So there’s this guy…..

I guess before I get into that maybe I should talk about why I find my single today –

There were 3 significant relationships in my life thus far – My “first love”, B’s Dad and Willy.

Brian was literally the boy next door, well the boy around the corner and 1 door down. Our families were friends and we spent tons of time together on vacations and in the neighborhood and had a great time growing up. I don’t know how it happened but things between Brian and I changed over the course of time. Brian and I spent a few years off and on and he will always be my “first love” – they call it a first love for a reason right? I credit Brian with alot and to this day whenever I hear Prince, Led Zeppelin, George Clinton or XTreme I am taken back in time to. He is also where I got B’s name.
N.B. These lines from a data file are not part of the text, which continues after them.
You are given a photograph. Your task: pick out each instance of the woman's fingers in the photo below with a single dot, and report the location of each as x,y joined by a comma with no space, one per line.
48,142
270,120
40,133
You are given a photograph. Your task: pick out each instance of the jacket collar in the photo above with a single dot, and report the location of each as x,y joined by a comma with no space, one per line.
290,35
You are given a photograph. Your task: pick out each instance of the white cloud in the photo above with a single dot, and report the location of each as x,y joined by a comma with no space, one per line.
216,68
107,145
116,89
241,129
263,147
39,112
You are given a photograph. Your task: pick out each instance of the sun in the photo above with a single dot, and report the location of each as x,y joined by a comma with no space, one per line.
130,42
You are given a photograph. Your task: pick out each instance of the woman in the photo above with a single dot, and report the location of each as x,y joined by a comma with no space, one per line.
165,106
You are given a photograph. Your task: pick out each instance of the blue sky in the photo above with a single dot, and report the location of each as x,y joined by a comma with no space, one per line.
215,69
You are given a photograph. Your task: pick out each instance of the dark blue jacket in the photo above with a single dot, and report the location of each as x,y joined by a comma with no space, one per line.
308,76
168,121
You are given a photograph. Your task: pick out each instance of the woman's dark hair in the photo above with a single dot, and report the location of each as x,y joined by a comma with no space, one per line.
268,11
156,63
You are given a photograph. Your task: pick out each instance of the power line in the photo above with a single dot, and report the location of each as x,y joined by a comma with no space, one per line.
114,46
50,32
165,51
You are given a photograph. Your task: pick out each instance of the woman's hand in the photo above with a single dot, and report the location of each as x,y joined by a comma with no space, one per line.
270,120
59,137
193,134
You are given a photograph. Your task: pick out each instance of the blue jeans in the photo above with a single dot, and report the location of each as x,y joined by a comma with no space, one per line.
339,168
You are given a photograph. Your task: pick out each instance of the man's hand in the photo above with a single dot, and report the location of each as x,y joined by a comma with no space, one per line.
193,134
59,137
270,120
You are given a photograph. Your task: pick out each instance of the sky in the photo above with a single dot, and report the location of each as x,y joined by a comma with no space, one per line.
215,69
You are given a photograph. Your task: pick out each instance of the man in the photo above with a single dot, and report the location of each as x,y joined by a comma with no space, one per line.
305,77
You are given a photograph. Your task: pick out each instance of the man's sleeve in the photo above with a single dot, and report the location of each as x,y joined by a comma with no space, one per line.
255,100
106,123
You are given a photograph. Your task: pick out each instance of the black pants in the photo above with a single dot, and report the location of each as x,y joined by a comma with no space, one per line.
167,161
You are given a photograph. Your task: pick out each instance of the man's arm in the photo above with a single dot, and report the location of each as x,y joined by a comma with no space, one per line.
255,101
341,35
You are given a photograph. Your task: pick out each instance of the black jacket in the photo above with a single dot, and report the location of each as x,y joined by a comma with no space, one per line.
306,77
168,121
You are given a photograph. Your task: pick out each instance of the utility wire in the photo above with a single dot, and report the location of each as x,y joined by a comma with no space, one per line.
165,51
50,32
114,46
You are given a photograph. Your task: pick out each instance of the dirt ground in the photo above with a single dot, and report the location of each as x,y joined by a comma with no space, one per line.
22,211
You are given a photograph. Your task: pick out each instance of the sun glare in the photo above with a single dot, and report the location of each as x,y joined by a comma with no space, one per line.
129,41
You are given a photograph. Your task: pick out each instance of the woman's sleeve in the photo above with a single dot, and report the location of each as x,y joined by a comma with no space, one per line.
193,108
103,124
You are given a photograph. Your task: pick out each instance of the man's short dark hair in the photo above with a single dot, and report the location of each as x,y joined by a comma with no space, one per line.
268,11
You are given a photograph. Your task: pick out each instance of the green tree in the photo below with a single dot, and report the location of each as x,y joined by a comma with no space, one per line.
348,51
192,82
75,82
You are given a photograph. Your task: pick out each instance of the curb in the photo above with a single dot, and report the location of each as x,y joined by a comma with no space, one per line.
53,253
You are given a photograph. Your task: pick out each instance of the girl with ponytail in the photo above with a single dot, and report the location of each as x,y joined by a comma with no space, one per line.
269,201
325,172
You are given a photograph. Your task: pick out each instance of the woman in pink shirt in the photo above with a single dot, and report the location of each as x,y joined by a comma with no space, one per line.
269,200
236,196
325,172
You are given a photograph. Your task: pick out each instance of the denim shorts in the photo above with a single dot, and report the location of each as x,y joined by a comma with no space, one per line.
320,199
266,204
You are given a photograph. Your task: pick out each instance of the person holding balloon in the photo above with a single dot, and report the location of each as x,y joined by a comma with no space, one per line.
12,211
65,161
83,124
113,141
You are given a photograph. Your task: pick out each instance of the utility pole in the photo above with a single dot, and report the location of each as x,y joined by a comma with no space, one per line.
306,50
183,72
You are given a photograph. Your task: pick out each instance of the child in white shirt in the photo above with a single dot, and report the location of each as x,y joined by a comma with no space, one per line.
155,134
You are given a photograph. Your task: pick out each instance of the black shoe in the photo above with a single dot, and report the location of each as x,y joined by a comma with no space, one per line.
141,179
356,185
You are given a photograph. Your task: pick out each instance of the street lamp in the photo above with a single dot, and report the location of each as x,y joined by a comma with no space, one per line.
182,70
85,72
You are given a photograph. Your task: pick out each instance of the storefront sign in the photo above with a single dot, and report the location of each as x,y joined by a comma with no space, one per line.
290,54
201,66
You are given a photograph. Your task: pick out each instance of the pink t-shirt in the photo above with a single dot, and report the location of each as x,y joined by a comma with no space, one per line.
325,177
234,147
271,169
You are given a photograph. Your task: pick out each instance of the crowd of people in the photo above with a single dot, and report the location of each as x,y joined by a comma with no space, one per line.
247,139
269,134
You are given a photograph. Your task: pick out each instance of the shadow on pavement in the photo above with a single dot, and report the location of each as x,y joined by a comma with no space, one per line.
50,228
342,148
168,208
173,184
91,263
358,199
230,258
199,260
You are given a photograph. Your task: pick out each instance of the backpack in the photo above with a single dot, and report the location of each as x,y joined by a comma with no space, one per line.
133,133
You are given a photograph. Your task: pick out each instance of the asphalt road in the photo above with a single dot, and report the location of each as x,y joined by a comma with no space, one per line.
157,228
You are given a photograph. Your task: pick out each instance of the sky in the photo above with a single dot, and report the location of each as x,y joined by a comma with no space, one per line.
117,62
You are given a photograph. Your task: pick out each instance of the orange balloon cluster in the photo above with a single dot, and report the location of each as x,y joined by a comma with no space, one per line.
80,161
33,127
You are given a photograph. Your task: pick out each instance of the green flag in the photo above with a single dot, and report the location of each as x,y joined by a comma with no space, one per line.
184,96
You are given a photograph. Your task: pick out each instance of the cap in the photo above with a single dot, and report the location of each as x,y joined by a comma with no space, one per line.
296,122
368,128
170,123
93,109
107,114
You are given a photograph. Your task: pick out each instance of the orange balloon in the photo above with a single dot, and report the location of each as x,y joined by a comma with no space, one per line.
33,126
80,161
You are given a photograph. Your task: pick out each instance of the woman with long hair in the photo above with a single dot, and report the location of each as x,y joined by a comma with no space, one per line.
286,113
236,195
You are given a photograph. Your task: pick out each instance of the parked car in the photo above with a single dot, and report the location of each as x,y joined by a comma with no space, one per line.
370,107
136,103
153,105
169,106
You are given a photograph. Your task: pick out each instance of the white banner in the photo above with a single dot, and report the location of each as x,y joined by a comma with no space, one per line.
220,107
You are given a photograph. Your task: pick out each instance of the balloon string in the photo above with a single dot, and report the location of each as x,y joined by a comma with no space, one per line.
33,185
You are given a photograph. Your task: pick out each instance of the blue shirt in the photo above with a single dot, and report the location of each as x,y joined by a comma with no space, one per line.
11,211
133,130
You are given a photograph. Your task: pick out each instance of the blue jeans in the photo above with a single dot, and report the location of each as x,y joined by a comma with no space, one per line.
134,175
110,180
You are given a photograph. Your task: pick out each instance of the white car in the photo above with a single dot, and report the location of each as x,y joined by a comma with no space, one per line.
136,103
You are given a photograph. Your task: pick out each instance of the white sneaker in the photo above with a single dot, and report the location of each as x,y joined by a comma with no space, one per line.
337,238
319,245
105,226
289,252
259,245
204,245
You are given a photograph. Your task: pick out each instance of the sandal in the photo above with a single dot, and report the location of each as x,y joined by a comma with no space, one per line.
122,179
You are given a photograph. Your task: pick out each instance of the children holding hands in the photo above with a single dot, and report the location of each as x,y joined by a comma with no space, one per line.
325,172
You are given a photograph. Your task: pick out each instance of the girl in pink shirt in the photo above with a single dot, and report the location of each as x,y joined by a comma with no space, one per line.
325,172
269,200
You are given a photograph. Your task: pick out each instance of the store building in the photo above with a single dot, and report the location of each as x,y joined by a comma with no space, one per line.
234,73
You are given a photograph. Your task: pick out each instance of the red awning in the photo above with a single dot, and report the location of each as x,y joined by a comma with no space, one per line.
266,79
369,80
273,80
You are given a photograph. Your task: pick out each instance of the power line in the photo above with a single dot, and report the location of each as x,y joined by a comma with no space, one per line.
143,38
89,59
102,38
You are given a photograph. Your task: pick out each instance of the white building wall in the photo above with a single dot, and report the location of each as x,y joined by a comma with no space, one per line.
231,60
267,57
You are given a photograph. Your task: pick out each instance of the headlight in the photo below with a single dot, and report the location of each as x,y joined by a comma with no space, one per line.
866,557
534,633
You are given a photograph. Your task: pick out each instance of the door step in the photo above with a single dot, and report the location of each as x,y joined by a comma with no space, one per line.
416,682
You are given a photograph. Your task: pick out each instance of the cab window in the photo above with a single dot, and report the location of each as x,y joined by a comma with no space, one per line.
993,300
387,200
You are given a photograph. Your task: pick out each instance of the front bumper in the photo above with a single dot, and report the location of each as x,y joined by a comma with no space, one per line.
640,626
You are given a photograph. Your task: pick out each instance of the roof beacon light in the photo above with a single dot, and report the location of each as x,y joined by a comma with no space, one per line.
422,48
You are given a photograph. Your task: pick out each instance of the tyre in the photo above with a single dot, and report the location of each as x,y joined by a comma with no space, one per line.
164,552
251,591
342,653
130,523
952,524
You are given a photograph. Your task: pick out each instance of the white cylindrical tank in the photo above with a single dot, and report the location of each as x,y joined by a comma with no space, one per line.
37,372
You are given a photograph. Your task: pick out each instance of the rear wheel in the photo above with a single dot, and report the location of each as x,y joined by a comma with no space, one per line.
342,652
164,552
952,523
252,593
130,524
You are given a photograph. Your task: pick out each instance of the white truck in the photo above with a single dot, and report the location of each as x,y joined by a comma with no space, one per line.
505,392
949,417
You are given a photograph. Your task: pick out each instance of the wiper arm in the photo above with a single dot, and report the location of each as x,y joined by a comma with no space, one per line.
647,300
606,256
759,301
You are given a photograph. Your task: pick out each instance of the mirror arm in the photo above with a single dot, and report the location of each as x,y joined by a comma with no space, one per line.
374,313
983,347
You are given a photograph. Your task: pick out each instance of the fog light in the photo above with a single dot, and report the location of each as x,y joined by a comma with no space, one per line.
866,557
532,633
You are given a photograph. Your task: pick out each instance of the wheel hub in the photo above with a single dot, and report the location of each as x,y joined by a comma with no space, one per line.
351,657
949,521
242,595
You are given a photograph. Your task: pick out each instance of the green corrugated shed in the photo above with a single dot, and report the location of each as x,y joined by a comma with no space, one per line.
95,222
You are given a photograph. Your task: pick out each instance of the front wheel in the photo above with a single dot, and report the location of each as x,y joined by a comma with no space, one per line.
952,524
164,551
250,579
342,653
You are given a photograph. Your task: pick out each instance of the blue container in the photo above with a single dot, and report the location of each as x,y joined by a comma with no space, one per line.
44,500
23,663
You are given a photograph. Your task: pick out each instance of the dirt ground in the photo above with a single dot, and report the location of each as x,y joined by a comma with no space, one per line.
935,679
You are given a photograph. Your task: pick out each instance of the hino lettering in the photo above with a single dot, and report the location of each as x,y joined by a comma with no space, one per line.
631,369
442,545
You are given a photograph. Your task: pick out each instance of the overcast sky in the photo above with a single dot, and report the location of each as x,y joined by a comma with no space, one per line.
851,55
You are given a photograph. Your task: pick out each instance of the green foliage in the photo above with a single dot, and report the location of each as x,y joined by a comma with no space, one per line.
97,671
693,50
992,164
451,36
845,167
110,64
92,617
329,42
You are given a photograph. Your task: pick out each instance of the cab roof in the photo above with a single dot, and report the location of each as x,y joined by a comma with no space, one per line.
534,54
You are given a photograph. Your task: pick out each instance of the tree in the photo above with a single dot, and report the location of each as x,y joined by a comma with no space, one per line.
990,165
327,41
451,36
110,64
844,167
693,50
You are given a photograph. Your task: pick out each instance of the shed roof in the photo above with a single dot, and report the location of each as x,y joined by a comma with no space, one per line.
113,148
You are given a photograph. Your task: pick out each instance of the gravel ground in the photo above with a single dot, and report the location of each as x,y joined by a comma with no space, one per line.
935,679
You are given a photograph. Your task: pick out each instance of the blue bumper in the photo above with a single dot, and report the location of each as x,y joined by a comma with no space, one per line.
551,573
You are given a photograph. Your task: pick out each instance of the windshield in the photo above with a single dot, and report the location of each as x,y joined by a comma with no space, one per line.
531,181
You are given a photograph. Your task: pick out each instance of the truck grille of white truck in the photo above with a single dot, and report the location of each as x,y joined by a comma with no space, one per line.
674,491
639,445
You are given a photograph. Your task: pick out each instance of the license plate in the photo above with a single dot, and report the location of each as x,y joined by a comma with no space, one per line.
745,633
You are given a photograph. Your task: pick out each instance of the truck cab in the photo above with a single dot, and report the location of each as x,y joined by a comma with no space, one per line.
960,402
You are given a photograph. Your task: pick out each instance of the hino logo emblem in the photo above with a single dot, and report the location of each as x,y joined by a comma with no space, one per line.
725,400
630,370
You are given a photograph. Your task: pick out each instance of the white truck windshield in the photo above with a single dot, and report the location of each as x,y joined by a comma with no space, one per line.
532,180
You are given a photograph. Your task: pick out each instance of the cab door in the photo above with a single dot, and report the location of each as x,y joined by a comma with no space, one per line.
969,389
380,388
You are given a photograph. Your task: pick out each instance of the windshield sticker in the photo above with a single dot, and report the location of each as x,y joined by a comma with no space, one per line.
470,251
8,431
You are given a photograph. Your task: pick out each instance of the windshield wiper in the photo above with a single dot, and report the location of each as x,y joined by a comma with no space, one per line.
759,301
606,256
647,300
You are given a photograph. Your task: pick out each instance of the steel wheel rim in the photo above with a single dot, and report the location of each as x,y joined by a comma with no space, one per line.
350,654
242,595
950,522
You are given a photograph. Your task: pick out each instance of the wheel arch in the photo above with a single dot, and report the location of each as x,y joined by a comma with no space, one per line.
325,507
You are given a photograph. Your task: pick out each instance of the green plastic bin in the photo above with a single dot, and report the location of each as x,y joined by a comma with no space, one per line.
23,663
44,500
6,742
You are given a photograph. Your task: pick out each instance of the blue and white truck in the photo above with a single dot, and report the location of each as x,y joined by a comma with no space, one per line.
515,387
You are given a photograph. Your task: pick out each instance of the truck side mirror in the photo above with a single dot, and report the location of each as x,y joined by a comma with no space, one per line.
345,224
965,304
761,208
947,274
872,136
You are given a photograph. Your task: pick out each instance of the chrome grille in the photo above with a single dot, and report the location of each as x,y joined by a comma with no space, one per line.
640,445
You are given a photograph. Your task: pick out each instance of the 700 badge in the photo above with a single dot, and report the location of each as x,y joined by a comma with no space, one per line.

I am not sure he ever forgave me for that or how he felt about that. Brian is now married to one of my childhood best friends and they are happy with a beautiful daughter and a wonderful life. I am very happy for the both of them. I was far too immature in high school and struggling with my parents divorce as a Senior to ever be what Brian needed me to be.

Then was B’s Dad….I had just graduated High School, adjusting to the new life of living with my Mom who was off finding herself after the divorce and I was hanging out with not the best group of kids. Looking back I realize now how lost I was but didn’t know it then. I met him at a friends house one night, he was a friend of the guy who rented a room at my friend’s house. Anyway – I knew he was trouble, tattoo’s and a bad attitude. But nonetheless somehow we ended up together and before I knew it I was pregnant, before I even had a chance to really know him. My dad says he knew from the very 1st time he met him that this was bad idea. He was controlling, jealous and insecure and playing off the immaturity of a 19 year old. I ended up moving in with him shortly after B was born, against the advice of my family, and it all went down hill from there. At one point I was working 3 jobs while he would sit at home and drink beer and get high. Our relationship grew more abusive over time and finally after he got wasted at a family party and beat up one of my Mom’s friends and the cops came and he ran, well that was just the final straw. B and I moved in with my Mom, but his actions didn’t stop. I ended up having to file a restraining order against him from the harassment I would receive at work and home. It breaks my heart every single day that this is the man B has to call “Dad” (I use that term in the loosest sense) – Over the years he has provided little to no financial support yet continued to have 5 more children, yes B is 1 of 6. Aside from the financial support he provides less emotional and physical support to her. With his constant need for attention and assurance his relationship with her is so skewed and sad, he feeds off making her feel guilty, it’s like the only card he has to play. I hate that my daughter will never had a dad to help her buy a house, volutneer at Girl Scout Olympics, install drawers in her kitchen and teach her how to BBQ. She deserves that and he is missing out on so much not being move involved in her life. She has her flaws, what 14 year old girl doesn’t, but she is the reason I live and breathe and seeing her smile every day and having her crawl into bed with my to watch Vanderpump Rules, well those are the best moments of my day.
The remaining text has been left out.